The elevation of boiling point of 0.5 M K2SO4 solution is more than that of 0.5 M urea

solution. Why?​

Answer 1

Answer:

it is because of vantoff's factor.

Explanation:

elevation in boiling point is given by ,

ΔTb = i * Kb * m

i = vantoff factor

Kb = molal boiling-point elevation constant

m = molality

here , molality = no .of moles /wt. of solvent = $\frac{Molarity * 1}{1}$  = molarity

(since, no. of moles = molarity *  no. of liters of solvent) (let us take 1 liter of water which is equal to 1 kg of water so wt. of solvent =1)

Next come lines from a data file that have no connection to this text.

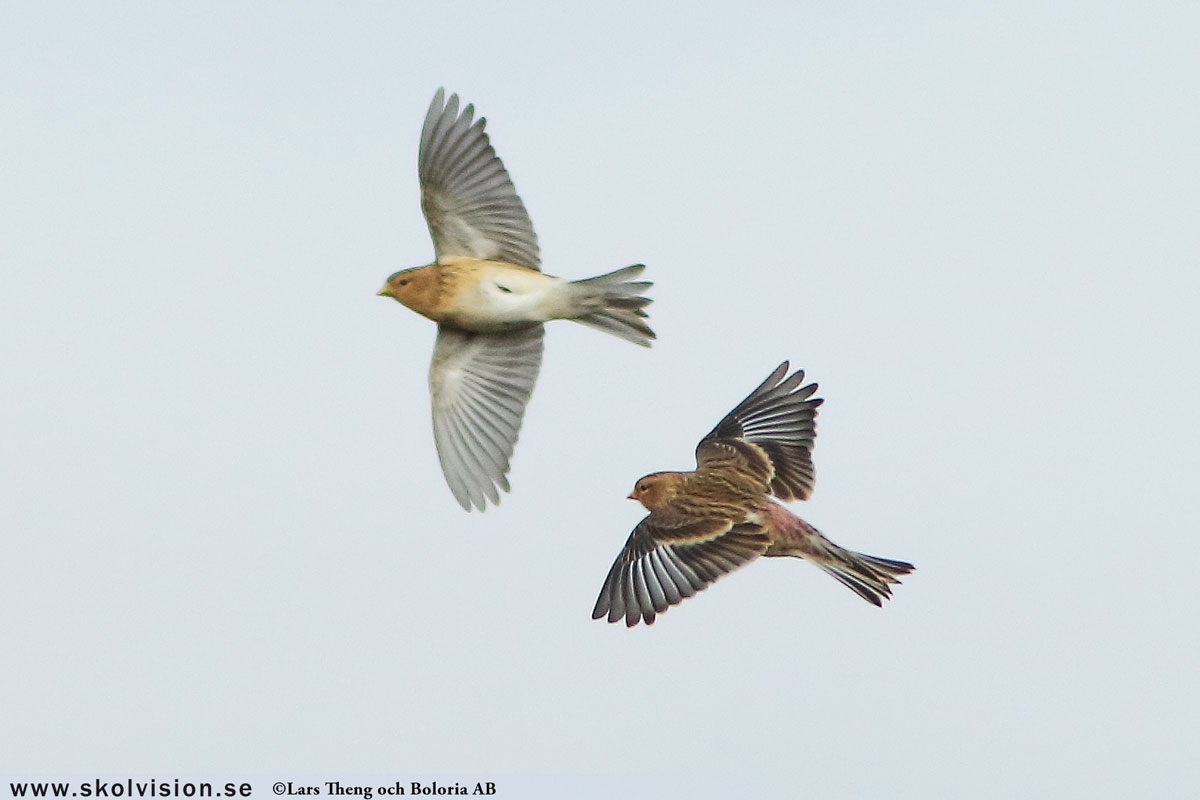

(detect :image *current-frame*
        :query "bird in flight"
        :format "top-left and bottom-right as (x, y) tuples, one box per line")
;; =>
(592, 361), (913, 627)
(378, 89), (654, 511)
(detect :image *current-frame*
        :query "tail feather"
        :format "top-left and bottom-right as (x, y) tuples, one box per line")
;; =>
(571, 264), (655, 347)
(810, 551), (916, 606)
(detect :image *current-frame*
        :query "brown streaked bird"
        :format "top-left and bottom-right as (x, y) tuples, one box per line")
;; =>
(379, 89), (654, 511)
(592, 361), (913, 627)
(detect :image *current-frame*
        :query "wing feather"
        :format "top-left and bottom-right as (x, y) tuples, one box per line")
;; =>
(418, 89), (540, 270)
(430, 325), (542, 511)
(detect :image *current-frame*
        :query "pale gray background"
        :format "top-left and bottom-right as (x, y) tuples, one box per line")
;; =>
(0, 2), (1200, 798)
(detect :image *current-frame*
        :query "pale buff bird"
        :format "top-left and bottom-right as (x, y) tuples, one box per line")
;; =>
(379, 89), (654, 511)
(592, 361), (913, 627)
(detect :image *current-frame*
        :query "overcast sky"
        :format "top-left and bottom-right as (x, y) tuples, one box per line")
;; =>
(0, 2), (1200, 798)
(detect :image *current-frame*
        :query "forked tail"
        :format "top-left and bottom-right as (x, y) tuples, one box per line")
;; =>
(571, 264), (654, 347)
(808, 551), (914, 606)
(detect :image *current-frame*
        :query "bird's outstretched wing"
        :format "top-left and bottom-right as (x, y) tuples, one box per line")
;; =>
(418, 89), (539, 270)
(696, 361), (824, 501)
(430, 325), (542, 511)
(592, 510), (769, 627)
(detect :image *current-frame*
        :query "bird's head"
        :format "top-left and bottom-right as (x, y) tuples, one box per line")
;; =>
(377, 266), (442, 314)
(629, 473), (683, 511)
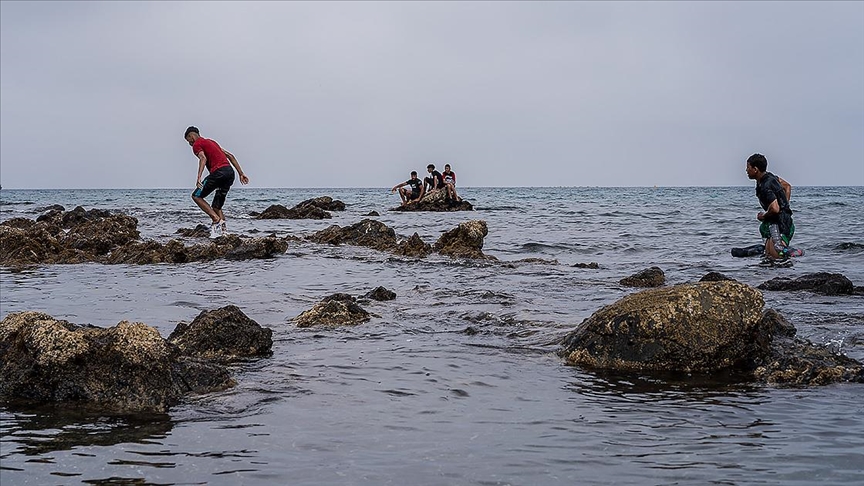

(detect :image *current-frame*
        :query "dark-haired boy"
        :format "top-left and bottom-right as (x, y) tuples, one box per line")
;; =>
(746, 154), (795, 260)
(183, 127), (249, 238)
(423, 164), (444, 191)
(390, 170), (426, 206)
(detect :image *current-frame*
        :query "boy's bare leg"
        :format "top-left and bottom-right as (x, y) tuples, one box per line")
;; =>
(192, 196), (220, 223)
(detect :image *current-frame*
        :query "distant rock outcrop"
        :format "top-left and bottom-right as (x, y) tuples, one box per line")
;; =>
(759, 272), (855, 295)
(294, 294), (371, 327)
(432, 220), (497, 260)
(307, 219), (398, 251)
(560, 281), (864, 384)
(251, 196), (345, 219)
(391, 189), (474, 211)
(618, 267), (666, 287)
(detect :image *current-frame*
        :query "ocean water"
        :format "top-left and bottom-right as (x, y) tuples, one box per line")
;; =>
(0, 186), (864, 486)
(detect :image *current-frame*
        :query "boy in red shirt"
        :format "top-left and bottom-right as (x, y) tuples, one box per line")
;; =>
(183, 127), (249, 238)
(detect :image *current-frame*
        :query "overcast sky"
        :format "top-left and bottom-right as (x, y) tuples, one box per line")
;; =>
(0, 1), (864, 189)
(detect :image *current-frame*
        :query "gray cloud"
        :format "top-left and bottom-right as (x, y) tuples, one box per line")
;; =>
(0, 2), (864, 188)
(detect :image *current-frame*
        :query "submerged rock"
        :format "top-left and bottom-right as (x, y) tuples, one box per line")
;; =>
(618, 267), (666, 287)
(391, 189), (474, 211)
(0, 312), (234, 411)
(393, 233), (432, 258)
(177, 224), (210, 238)
(432, 220), (497, 260)
(699, 272), (737, 282)
(363, 287), (396, 301)
(168, 305), (273, 362)
(559, 281), (864, 384)
(759, 272), (855, 295)
(294, 294), (371, 327)
(251, 196), (345, 219)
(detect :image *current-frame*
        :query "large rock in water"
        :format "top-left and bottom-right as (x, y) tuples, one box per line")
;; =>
(0, 312), (234, 411)
(168, 305), (273, 362)
(391, 189), (474, 211)
(294, 294), (370, 327)
(563, 282), (763, 371)
(432, 220), (497, 260)
(560, 281), (864, 384)
(307, 219), (398, 251)
(252, 196), (345, 219)
(759, 272), (855, 295)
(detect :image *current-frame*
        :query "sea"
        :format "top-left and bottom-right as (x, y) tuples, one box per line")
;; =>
(0, 186), (864, 486)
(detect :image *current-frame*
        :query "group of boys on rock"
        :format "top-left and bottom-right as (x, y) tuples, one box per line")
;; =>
(390, 164), (462, 206)
(183, 126), (803, 261)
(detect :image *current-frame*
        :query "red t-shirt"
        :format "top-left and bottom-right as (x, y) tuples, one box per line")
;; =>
(192, 137), (231, 174)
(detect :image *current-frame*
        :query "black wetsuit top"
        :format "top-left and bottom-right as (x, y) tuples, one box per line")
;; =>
(756, 172), (792, 235)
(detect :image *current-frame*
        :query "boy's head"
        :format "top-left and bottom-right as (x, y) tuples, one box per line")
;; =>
(747, 154), (768, 179)
(183, 127), (201, 145)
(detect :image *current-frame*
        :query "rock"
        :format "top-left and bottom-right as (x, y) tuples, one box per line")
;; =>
(393, 233), (432, 258)
(753, 336), (864, 385)
(761, 309), (798, 337)
(699, 272), (737, 282)
(432, 220), (497, 260)
(168, 305), (273, 362)
(295, 196), (345, 211)
(251, 196), (345, 219)
(759, 272), (855, 295)
(60, 214), (141, 256)
(363, 287), (396, 301)
(176, 224), (210, 238)
(561, 282), (765, 372)
(618, 267), (666, 287)
(0, 312), (234, 412)
(391, 189), (474, 211)
(559, 281), (864, 385)
(307, 219), (397, 251)
(294, 294), (370, 327)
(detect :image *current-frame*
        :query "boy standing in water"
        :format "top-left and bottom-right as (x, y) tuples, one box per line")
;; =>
(183, 127), (249, 238)
(746, 154), (795, 260)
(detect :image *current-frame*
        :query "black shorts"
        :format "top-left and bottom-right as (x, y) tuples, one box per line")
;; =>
(192, 166), (234, 211)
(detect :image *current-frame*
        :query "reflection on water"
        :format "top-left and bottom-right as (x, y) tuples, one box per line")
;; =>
(0, 187), (864, 486)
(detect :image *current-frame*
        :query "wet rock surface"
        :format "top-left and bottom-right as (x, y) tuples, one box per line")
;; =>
(759, 272), (855, 295)
(251, 196), (345, 219)
(432, 220), (497, 260)
(699, 272), (737, 282)
(618, 267), (666, 287)
(391, 189), (474, 211)
(560, 281), (864, 385)
(294, 293), (371, 327)
(0, 312), (251, 411)
(362, 287), (396, 301)
(0, 207), (296, 266)
(307, 219), (398, 251)
(168, 305), (273, 362)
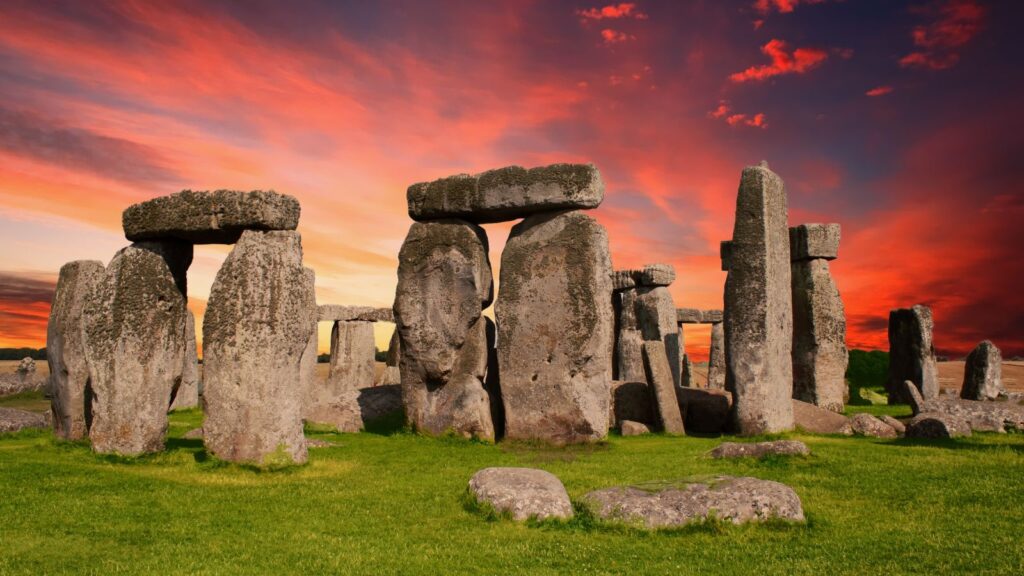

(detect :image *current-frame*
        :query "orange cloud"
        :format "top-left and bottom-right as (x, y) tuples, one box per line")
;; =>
(729, 38), (828, 83)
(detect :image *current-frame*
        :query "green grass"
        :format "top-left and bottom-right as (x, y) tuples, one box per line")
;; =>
(0, 410), (1024, 575)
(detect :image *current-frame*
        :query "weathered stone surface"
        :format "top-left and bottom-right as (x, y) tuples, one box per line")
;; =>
(583, 476), (804, 529)
(0, 406), (50, 434)
(316, 304), (394, 322)
(886, 304), (939, 404)
(906, 412), (971, 439)
(608, 380), (656, 425)
(711, 440), (811, 458)
(676, 388), (732, 434)
(83, 242), (193, 455)
(407, 164), (604, 223)
(635, 286), (686, 387)
(961, 340), (1007, 400)
(618, 420), (650, 436)
(724, 164), (794, 435)
(121, 190), (299, 244)
(708, 323), (725, 389)
(171, 310), (199, 410)
(793, 400), (853, 436)
(850, 412), (905, 438)
(394, 219), (495, 441)
(46, 260), (103, 440)
(636, 264), (676, 286)
(792, 258), (849, 412)
(497, 211), (613, 443)
(203, 231), (316, 464)
(469, 468), (572, 521)
(790, 223), (840, 262)
(643, 341), (686, 435)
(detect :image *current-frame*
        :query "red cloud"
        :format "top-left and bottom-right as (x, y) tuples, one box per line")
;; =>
(729, 38), (828, 82)
(577, 2), (647, 20)
(899, 0), (985, 70)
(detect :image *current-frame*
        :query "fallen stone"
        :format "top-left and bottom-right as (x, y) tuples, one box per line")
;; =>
(407, 164), (604, 223)
(961, 340), (1007, 400)
(316, 304), (394, 322)
(886, 304), (939, 404)
(83, 241), (193, 455)
(203, 231), (316, 465)
(46, 260), (103, 440)
(790, 223), (840, 261)
(618, 420), (650, 436)
(725, 158), (794, 435)
(0, 406), (50, 434)
(711, 440), (811, 458)
(469, 468), (572, 521)
(121, 190), (299, 244)
(676, 387), (732, 434)
(394, 219), (496, 441)
(906, 412), (971, 439)
(497, 211), (614, 444)
(584, 476), (804, 529)
(643, 341), (686, 435)
(850, 412), (905, 438)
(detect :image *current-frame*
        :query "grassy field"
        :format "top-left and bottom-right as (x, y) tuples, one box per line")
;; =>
(0, 407), (1024, 575)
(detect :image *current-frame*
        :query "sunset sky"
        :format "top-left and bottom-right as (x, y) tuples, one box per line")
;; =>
(0, 0), (1024, 359)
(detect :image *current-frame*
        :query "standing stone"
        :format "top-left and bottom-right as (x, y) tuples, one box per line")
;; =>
(171, 310), (199, 410)
(203, 231), (316, 465)
(886, 304), (939, 404)
(724, 158), (793, 435)
(961, 340), (1006, 400)
(790, 224), (849, 413)
(495, 211), (613, 444)
(46, 260), (103, 440)
(708, 322), (725, 390)
(394, 219), (495, 441)
(643, 341), (686, 435)
(84, 241), (193, 455)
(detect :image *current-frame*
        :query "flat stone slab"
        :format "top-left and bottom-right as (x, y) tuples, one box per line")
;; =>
(316, 304), (394, 322)
(469, 468), (572, 521)
(711, 440), (811, 458)
(407, 164), (604, 223)
(584, 476), (804, 529)
(121, 190), (299, 244)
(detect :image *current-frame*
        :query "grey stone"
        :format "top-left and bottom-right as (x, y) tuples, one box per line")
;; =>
(618, 420), (650, 436)
(850, 412), (905, 438)
(886, 304), (939, 404)
(203, 231), (316, 465)
(961, 340), (1007, 400)
(497, 211), (613, 444)
(316, 304), (394, 322)
(792, 258), (849, 413)
(407, 164), (604, 223)
(171, 310), (199, 410)
(906, 412), (971, 439)
(711, 440), (811, 458)
(394, 219), (496, 441)
(724, 165), (794, 435)
(46, 260), (103, 440)
(83, 241), (193, 455)
(469, 467), (572, 521)
(637, 264), (676, 286)
(583, 476), (804, 529)
(643, 341), (686, 435)
(790, 223), (840, 262)
(708, 323), (725, 389)
(121, 190), (299, 244)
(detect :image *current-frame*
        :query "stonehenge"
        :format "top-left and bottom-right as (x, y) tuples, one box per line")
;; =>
(790, 224), (849, 413)
(723, 162), (794, 435)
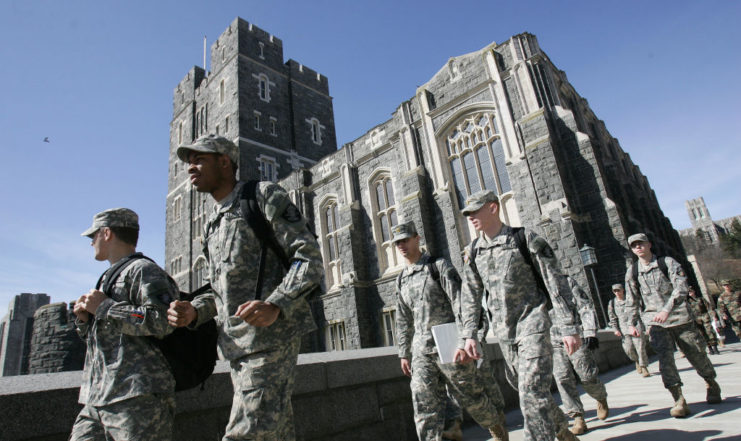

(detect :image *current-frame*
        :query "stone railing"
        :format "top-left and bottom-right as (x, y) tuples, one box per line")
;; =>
(0, 331), (629, 441)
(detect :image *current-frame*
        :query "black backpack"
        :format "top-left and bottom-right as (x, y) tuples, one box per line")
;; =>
(95, 253), (218, 391)
(470, 227), (553, 310)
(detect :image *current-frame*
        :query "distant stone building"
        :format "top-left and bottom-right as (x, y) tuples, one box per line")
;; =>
(165, 19), (685, 350)
(0, 293), (49, 377)
(28, 303), (86, 374)
(679, 197), (741, 299)
(679, 197), (741, 244)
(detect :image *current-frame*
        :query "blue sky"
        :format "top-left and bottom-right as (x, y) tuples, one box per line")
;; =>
(0, 0), (741, 310)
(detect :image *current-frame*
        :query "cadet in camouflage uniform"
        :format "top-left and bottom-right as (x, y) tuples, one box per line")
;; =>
(607, 283), (651, 377)
(687, 286), (720, 354)
(718, 280), (741, 338)
(461, 190), (581, 441)
(550, 277), (610, 435)
(392, 222), (509, 441)
(70, 208), (179, 441)
(168, 135), (322, 441)
(625, 233), (721, 418)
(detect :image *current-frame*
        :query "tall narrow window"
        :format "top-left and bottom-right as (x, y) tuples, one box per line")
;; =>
(322, 199), (342, 288)
(172, 196), (183, 222)
(193, 192), (208, 240)
(253, 110), (262, 131)
(257, 155), (278, 182)
(193, 257), (206, 289)
(325, 322), (347, 351)
(445, 113), (511, 207)
(381, 309), (396, 346)
(252, 73), (275, 103)
(371, 173), (399, 273)
(306, 118), (324, 145)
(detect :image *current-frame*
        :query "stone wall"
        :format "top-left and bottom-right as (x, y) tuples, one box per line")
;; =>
(0, 293), (49, 376)
(28, 303), (86, 374)
(0, 331), (629, 441)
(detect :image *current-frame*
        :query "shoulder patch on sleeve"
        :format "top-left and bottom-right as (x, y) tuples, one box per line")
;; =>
(528, 235), (554, 258)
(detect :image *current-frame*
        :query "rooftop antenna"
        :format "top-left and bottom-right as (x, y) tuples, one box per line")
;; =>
(203, 35), (208, 72)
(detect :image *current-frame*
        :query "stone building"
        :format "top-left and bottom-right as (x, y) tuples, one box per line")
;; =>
(28, 303), (86, 374)
(679, 197), (741, 244)
(165, 19), (685, 350)
(0, 293), (49, 377)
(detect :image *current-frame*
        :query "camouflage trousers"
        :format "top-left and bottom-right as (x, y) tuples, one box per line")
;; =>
(445, 386), (463, 427)
(222, 337), (301, 441)
(726, 320), (741, 338)
(69, 394), (175, 441)
(622, 333), (649, 366)
(695, 319), (718, 346)
(553, 342), (607, 418)
(648, 323), (715, 389)
(499, 331), (568, 441)
(410, 348), (504, 441)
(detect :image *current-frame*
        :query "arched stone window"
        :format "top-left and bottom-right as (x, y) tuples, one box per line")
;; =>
(321, 199), (342, 290)
(443, 112), (512, 208)
(369, 171), (399, 274)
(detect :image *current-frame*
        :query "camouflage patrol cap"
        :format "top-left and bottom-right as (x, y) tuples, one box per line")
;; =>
(80, 208), (139, 237)
(391, 221), (417, 242)
(628, 233), (650, 246)
(461, 190), (499, 216)
(177, 134), (239, 164)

so, in this case molality = molarity.

and Kb value is same for both the solutions and also given their molality ( =molarity) is also same .

but the difference occurs in vantoff factor (i)

for K2SO4 , i = 3 (as in solution 1 moles dissociates to give 3 moles of ions)

for urea , i =1 (As in solution it does not undergo dissociate to give ions so 1 mole remains as 1 mole)

as elevation in boiling point is a colligative property it depends on no. constituents( it is no. of ions or atoms or molecules ; mostly we consider no. of ions) of solute in solvent. and this is number is involved in this equation by using vantoff factor.

as i of K2SO4> i of urea → elevation in boiling point of K2SO4 > urea.